Adding identifiers to TreeBASE studies
https://github.com/rdmpage/treebase-studies

Last synced: 11 months ago
JSON representation

Adding identifiers to TreeBASE studies

Awesome Lists containing this project

README

          

# treebase-studies
Adding identifiers to TreeBASE studies

## OAI-PMH

Can fetch complete list of TreeBASE studies via OAI-PMH: https://treebase.org/treebase-web/top/oai?verb=ListRecords&metadataPrefix=oai_dc

For more details on this service see the [TreeBASE wiki](https://github.com/TreeBASE/treebase/wiki/OAI-PMH). Unfortunately this feed doesn't include DOIs as a separate field, so we then need to harvest each record individually :(

Fetch the OAI-PMH list of studies:

```
curl 'https://treebase.org/treebase-web/top/oai?verb=ListRecords&metadataPrefix=oai_dc' > oai.xml
```

## Harvest individual study metadata

Run fetch_studies.php to parse the OAI-PMH output to extract TreeBASE study identifiers and then grab the RSS file for each study using the URL http://purl.org/phylo/treebase/phylows/study/TB2: + . Cache the RSS in the “studies” folder.

## Mendeley

I set up a public group for TreeBASE papers on Mendeley https://www.mendeley.com/community/treebase/ but apparently this now requires you to log in to access it.

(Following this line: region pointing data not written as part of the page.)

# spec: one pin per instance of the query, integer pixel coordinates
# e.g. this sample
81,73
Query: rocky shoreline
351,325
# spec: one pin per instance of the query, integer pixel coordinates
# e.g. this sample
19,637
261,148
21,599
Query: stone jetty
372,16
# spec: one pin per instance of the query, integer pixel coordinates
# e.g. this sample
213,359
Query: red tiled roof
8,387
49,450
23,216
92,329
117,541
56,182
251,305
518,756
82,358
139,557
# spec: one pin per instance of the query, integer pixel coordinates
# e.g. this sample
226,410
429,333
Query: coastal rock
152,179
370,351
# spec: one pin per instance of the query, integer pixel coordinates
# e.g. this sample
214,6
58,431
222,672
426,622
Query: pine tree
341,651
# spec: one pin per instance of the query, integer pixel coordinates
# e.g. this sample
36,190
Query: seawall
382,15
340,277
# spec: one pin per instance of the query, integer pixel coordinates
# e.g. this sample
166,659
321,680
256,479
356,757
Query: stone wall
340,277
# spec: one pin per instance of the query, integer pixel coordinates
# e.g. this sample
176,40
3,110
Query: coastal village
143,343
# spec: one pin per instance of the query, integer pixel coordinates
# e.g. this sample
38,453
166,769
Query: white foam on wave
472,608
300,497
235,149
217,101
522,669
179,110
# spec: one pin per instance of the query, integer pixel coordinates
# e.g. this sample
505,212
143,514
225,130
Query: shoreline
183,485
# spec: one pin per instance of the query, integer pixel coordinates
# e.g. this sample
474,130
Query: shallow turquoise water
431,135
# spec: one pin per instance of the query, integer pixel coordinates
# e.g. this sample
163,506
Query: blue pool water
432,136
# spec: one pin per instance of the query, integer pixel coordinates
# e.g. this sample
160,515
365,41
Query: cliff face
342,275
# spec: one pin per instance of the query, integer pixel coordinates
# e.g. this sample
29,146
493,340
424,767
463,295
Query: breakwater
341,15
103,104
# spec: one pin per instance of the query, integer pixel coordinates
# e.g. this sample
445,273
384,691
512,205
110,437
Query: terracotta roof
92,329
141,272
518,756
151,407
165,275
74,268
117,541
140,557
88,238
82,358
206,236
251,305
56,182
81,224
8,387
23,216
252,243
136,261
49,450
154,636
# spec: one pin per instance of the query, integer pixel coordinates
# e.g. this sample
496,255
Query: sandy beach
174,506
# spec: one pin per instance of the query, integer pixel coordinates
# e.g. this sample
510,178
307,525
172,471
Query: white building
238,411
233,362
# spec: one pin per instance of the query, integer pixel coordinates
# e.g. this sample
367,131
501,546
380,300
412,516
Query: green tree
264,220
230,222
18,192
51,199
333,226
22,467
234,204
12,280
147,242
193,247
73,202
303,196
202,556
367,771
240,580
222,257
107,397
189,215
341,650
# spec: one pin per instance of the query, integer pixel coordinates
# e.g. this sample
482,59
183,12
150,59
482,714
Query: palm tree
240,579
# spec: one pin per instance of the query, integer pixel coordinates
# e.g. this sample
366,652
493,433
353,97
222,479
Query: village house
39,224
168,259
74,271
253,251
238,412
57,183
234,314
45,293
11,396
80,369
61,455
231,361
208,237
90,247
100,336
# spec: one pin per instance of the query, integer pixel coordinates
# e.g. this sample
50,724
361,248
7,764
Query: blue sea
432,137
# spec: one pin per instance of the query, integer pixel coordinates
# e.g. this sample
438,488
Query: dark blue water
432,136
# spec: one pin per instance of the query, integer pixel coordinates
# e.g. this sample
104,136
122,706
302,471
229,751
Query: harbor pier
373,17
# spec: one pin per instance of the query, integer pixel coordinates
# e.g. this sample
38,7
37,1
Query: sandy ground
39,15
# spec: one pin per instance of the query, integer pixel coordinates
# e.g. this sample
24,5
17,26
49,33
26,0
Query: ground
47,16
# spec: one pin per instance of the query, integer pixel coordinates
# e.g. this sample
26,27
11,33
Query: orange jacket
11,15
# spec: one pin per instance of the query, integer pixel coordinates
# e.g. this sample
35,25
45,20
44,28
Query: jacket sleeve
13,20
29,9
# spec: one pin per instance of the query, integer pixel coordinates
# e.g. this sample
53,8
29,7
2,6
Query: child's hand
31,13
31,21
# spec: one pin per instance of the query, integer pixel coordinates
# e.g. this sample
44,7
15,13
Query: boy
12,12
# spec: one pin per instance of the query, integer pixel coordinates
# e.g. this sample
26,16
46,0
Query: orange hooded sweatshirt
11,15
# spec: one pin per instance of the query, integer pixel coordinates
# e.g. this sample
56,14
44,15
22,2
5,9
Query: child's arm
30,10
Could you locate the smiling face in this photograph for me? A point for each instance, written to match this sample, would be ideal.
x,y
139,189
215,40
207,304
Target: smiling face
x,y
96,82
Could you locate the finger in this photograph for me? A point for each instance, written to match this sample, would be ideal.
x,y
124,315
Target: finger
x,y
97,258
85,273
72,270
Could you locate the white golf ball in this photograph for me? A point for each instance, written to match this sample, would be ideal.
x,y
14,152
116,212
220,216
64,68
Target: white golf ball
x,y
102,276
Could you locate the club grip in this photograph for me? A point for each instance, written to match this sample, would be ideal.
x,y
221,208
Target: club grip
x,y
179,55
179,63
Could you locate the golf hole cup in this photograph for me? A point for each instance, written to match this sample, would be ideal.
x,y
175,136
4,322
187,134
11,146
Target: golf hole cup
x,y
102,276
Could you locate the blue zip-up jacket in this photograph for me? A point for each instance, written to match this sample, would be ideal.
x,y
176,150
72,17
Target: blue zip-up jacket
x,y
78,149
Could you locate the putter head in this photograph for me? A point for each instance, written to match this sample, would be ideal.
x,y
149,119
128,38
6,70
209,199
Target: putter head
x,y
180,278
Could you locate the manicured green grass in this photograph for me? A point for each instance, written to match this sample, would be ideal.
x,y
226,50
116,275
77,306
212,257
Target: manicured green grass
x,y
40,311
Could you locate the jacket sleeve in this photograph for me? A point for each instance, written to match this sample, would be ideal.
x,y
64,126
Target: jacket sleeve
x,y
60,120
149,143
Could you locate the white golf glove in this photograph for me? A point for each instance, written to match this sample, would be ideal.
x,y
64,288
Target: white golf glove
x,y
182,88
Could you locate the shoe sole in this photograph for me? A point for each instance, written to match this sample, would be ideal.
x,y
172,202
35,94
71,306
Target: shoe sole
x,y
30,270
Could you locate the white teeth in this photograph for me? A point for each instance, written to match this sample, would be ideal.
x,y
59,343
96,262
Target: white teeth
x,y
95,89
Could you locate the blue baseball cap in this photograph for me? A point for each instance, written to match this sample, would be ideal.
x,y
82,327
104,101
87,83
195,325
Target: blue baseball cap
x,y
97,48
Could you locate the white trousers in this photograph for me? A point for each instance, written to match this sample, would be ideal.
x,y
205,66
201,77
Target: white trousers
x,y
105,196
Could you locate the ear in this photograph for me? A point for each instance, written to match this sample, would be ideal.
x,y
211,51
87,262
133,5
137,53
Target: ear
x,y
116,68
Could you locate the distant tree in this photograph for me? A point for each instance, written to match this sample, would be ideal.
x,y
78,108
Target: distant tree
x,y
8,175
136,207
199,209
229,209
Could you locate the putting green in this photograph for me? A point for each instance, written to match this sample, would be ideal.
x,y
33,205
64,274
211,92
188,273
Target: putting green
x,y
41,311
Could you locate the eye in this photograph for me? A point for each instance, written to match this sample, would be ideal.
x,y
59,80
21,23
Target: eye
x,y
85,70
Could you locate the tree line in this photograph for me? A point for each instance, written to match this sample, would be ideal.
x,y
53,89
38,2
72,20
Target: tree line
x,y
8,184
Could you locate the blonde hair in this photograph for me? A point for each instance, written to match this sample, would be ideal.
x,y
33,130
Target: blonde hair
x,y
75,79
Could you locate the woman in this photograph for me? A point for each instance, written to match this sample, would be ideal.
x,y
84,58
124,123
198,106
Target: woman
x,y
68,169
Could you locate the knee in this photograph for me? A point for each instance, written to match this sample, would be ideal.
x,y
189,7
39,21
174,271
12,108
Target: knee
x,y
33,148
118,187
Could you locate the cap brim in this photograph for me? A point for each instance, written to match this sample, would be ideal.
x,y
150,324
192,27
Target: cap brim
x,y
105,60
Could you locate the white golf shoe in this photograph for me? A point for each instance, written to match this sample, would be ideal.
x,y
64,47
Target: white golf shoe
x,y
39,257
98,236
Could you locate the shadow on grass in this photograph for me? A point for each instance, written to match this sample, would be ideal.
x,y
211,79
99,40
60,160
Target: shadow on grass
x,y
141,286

For many of the papers I added DOIs and/or other links. The RIS file for this the 2604 papers in this group is available in this repository as treebase.ris.

## Add DOIs

Run parse-studies.php to read the RSS files for each study, convert to RIS, and try and add missing DOIs via CrossRef.

## Generate SQL files

To explore the data I generated an SQL dump of the metadata for the studies, with a separate column for the DOIs I added to help with debugging. Dumps of the data are in the data folder.